Component-level interpretability in HOBZ-BART

Develop component-level interpretability methods for the HOBZ-BART shared-forest model that attribute and explain covariate effects and interactions separately for the three outcome components—Pr(Y=1) for persistent heavy drinking, Pr(Y=0 | Y<1) for complete abstinence, and the Beta-regression mean f_b(x) for Y in (0,1)—to clarify how distinct covariate patterns influence abstinence, partial drinking, and heavy use.

Background

HOBZ-BART models bounded semicontinuous outcomes with mass at both boundaries by decomposing the response into three components: the probability of heavy use (point mass at 1), the probability of abstinence (point mass at 0 conditional on not being 1), and the interior Beta-distributed response. A shared BART forest captures nonlinearities and interactions across all components.

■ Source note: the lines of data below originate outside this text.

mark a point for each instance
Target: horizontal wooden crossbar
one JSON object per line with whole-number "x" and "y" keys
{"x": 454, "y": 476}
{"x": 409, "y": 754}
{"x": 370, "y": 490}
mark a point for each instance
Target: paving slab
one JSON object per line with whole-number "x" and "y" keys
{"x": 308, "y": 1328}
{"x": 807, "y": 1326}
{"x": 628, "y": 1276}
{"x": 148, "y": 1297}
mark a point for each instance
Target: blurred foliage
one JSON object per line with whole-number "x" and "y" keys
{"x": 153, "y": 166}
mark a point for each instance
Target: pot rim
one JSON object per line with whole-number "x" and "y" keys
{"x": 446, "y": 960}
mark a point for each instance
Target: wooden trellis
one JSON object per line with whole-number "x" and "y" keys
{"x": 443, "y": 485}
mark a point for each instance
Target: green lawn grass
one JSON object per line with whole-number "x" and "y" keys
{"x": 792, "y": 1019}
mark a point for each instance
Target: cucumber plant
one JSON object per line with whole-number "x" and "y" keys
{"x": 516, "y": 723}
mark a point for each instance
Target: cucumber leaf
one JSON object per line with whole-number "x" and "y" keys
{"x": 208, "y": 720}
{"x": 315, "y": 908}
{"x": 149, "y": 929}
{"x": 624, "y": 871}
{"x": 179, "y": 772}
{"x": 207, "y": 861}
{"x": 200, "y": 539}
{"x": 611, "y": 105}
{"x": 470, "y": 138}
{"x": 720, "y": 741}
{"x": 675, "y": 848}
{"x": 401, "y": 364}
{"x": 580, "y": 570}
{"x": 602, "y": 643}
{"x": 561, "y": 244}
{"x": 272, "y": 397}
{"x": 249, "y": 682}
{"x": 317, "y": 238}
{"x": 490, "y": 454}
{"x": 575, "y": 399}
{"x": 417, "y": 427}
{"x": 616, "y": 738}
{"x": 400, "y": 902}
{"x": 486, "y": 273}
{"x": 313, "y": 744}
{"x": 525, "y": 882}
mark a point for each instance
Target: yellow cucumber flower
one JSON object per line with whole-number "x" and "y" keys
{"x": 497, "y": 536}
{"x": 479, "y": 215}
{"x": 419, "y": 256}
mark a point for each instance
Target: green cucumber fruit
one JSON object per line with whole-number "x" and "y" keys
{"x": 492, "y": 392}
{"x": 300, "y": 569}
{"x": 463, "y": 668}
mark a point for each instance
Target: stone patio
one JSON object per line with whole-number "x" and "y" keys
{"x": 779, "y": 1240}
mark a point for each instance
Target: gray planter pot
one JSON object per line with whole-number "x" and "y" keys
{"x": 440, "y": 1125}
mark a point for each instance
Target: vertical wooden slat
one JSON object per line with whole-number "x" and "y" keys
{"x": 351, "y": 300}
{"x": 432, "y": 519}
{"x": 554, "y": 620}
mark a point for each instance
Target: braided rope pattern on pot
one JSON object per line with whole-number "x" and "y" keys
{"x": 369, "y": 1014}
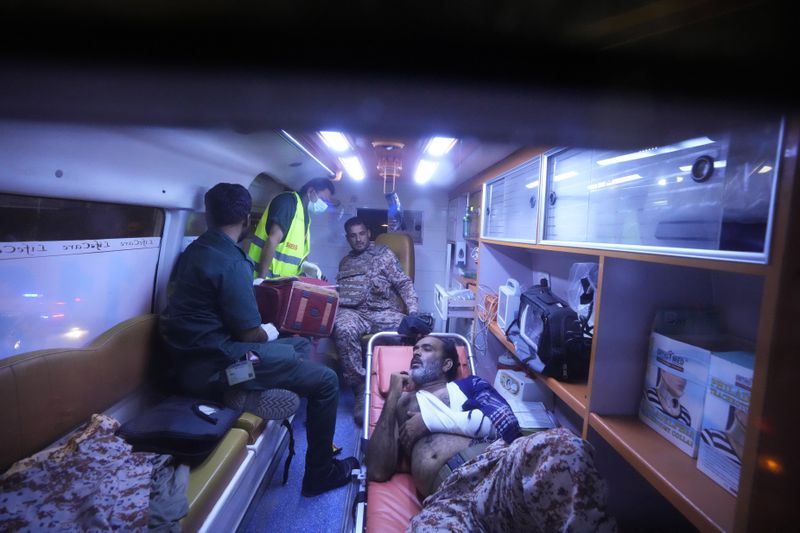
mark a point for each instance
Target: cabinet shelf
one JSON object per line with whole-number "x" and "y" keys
{"x": 575, "y": 395}
{"x": 664, "y": 259}
{"x": 673, "y": 473}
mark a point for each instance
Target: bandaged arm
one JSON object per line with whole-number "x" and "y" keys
{"x": 439, "y": 418}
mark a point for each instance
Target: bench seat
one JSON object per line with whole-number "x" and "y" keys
{"x": 47, "y": 394}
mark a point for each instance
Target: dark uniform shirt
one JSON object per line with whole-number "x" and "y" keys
{"x": 282, "y": 209}
{"x": 212, "y": 296}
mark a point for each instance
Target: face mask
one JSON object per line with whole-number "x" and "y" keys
{"x": 318, "y": 206}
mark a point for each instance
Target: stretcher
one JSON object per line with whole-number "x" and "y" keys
{"x": 388, "y": 507}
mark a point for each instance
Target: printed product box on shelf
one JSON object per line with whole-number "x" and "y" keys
{"x": 674, "y": 390}
{"x": 730, "y": 378}
{"x": 681, "y": 346}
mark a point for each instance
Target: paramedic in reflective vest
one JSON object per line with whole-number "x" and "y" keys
{"x": 462, "y": 444}
{"x": 212, "y": 322}
{"x": 373, "y": 289}
{"x": 282, "y": 237}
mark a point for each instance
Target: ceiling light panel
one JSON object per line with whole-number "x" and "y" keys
{"x": 353, "y": 167}
{"x": 425, "y": 170}
{"x": 439, "y": 146}
{"x": 335, "y": 140}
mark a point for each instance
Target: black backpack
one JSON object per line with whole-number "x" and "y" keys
{"x": 559, "y": 340}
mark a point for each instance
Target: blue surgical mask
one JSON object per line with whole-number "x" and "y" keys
{"x": 317, "y": 206}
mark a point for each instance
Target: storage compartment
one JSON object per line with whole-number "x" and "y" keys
{"x": 512, "y": 203}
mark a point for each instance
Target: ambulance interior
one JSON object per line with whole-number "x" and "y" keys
{"x": 103, "y": 171}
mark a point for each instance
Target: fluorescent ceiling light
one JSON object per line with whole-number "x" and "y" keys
{"x": 425, "y": 170}
{"x": 717, "y": 164}
{"x": 75, "y": 333}
{"x": 336, "y": 141}
{"x": 615, "y": 181}
{"x": 565, "y": 175}
{"x": 304, "y": 149}
{"x": 439, "y": 146}
{"x": 353, "y": 167}
{"x": 650, "y": 152}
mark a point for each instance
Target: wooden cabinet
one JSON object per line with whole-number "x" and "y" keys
{"x": 757, "y": 301}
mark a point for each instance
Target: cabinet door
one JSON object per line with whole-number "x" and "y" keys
{"x": 704, "y": 196}
{"x": 512, "y": 203}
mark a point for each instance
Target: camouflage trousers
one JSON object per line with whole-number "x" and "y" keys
{"x": 93, "y": 482}
{"x": 348, "y": 328}
{"x": 543, "y": 482}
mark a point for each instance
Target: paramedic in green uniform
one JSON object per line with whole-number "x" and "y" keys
{"x": 212, "y": 322}
{"x": 282, "y": 240}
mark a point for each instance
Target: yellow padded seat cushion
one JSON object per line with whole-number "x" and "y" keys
{"x": 252, "y": 424}
{"x": 208, "y": 480}
{"x": 48, "y": 393}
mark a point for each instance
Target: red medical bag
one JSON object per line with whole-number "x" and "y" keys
{"x": 298, "y": 305}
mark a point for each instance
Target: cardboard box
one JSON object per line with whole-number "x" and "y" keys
{"x": 675, "y": 390}
{"x": 730, "y": 378}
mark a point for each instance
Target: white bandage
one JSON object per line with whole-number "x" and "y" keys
{"x": 270, "y": 330}
{"x": 440, "y": 418}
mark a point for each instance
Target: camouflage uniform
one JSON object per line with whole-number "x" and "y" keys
{"x": 540, "y": 483}
{"x": 373, "y": 290}
{"x": 93, "y": 482}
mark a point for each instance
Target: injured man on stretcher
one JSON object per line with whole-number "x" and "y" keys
{"x": 462, "y": 444}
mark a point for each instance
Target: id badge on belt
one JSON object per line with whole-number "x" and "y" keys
{"x": 239, "y": 372}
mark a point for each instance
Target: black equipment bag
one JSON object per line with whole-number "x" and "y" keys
{"x": 559, "y": 340}
{"x": 186, "y": 428}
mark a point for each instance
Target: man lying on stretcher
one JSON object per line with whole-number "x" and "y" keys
{"x": 463, "y": 447}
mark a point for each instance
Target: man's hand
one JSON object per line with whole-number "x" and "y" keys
{"x": 398, "y": 382}
{"x": 412, "y": 430}
{"x": 271, "y": 331}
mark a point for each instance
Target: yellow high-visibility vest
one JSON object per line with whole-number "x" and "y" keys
{"x": 290, "y": 253}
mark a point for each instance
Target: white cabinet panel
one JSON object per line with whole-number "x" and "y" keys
{"x": 511, "y": 203}
{"x": 705, "y": 196}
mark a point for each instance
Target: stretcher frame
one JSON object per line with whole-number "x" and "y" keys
{"x": 361, "y": 500}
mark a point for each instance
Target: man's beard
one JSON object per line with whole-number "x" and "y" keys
{"x": 423, "y": 375}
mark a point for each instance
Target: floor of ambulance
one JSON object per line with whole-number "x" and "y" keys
{"x": 278, "y": 507}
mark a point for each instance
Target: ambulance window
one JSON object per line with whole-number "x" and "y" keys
{"x": 71, "y": 269}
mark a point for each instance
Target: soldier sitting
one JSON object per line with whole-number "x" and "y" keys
{"x": 372, "y": 291}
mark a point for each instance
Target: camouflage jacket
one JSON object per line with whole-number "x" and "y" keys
{"x": 374, "y": 280}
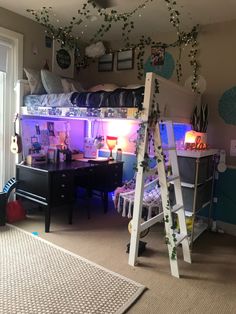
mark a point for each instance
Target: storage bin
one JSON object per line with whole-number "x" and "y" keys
{"x": 187, "y": 169}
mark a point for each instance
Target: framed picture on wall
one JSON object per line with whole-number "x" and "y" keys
{"x": 105, "y": 63}
{"x": 157, "y": 56}
{"x": 62, "y": 60}
{"x": 125, "y": 60}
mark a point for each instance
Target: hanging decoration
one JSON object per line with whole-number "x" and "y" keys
{"x": 165, "y": 70}
{"x": 64, "y": 34}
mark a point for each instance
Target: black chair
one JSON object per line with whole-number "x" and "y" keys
{"x": 4, "y": 195}
{"x": 93, "y": 183}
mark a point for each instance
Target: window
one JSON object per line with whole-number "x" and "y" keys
{"x": 11, "y": 66}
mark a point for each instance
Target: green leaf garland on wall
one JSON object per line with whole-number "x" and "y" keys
{"x": 227, "y": 106}
{"x": 166, "y": 70}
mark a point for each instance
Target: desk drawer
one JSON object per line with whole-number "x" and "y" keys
{"x": 62, "y": 187}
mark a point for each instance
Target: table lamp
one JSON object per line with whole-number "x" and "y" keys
{"x": 111, "y": 143}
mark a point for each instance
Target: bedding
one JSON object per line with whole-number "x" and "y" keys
{"x": 119, "y": 98}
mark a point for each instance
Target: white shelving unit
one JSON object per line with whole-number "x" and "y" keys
{"x": 197, "y": 179}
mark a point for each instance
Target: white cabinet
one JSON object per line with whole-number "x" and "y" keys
{"x": 197, "y": 180}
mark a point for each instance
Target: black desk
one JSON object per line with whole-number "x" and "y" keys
{"x": 52, "y": 185}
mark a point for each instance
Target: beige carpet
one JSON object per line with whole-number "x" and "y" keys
{"x": 208, "y": 285}
{"x": 39, "y": 277}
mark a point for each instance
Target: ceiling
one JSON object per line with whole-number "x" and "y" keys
{"x": 154, "y": 18}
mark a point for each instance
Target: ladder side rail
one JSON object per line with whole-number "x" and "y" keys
{"x": 139, "y": 186}
{"x": 170, "y": 237}
{"x": 178, "y": 192}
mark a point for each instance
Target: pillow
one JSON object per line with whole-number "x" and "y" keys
{"x": 133, "y": 86}
{"x": 35, "y": 82}
{"x": 105, "y": 87}
{"x": 70, "y": 85}
{"x": 51, "y": 82}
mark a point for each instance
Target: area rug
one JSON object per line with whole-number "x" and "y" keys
{"x": 39, "y": 277}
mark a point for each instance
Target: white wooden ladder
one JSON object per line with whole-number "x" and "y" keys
{"x": 173, "y": 238}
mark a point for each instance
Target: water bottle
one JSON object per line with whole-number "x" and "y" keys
{"x": 119, "y": 154}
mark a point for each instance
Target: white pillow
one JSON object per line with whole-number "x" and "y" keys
{"x": 51, "y": 82}
{"x": 104, "y": 87}
{"x": 35, "y": 82}
{"x": 70, "y": 85}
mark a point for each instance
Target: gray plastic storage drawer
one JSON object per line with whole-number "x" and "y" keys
{"x": 203, "y": 195}
{"x": 187, "y": 169}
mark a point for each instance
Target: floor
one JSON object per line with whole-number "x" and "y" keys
{"x": 207, "y": 285}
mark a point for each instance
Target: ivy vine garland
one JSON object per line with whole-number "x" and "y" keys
{"x": 64, "y": 34}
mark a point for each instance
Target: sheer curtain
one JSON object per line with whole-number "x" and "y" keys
{"x": 11, "y": 61}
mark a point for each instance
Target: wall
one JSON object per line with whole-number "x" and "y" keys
{"x": 34, "y": 37}
{"x": 217, "y": 58}
{"x": 218, "y": 66}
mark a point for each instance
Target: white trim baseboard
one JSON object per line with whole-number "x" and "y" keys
{"x": 226, "y": 227}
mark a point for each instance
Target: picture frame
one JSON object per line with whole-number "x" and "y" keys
{"x": 52, "y": 154}
{"x": 63, "y": 60}
{"x": 125, "y": 60}
{"x": 157, "y": 56}
{"x": 105, "y": 63}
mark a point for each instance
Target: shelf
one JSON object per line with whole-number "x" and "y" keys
{"x": 187, "y": 185}
{"x": 196, "y": 153}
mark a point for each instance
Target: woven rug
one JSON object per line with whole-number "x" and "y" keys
{"x": 39, "y": 277}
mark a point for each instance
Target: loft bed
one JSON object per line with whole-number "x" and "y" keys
{"x": 176, "y": 102}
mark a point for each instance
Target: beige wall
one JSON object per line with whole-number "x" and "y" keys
{"x": 218, "y": 66}
{"x": 34, "y": 36}
{"x": 217, "y": 57}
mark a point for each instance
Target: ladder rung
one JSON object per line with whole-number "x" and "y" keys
{"x": 180, "y": 237}
{"x": 151, "y": 171}
{"x": 177, "y": 207}
{"x": 172, "y": 178}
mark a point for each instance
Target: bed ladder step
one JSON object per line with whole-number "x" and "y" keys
{"x": 170, "y": 214}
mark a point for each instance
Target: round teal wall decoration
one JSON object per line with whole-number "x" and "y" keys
{"x": 227, "y": 106}
{"x": 166, "y": 70}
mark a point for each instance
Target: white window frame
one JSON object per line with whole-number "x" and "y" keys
{"x": 11, "y": 104}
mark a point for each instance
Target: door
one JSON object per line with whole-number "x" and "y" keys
{"x": 11, "y": 66}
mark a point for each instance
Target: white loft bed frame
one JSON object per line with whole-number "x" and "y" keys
{"x": 176, "y": 103}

While this structure improves predictive performance and aligns with clinical reasoning, understanding which covariates drive each component—and how interactions differ across abstinence, partial drinking, and heavy use—remains unresolved. The authors explicitly note that interpretability at the component level is an open challenge, motivating the development of component-specific explanations such as variable-importance or interaction-aware summaries.

References

Third, while HOBZ-BART effectively captures nonlinear interactions through the shared BART structure, interpretability at the component level remains an open challenge.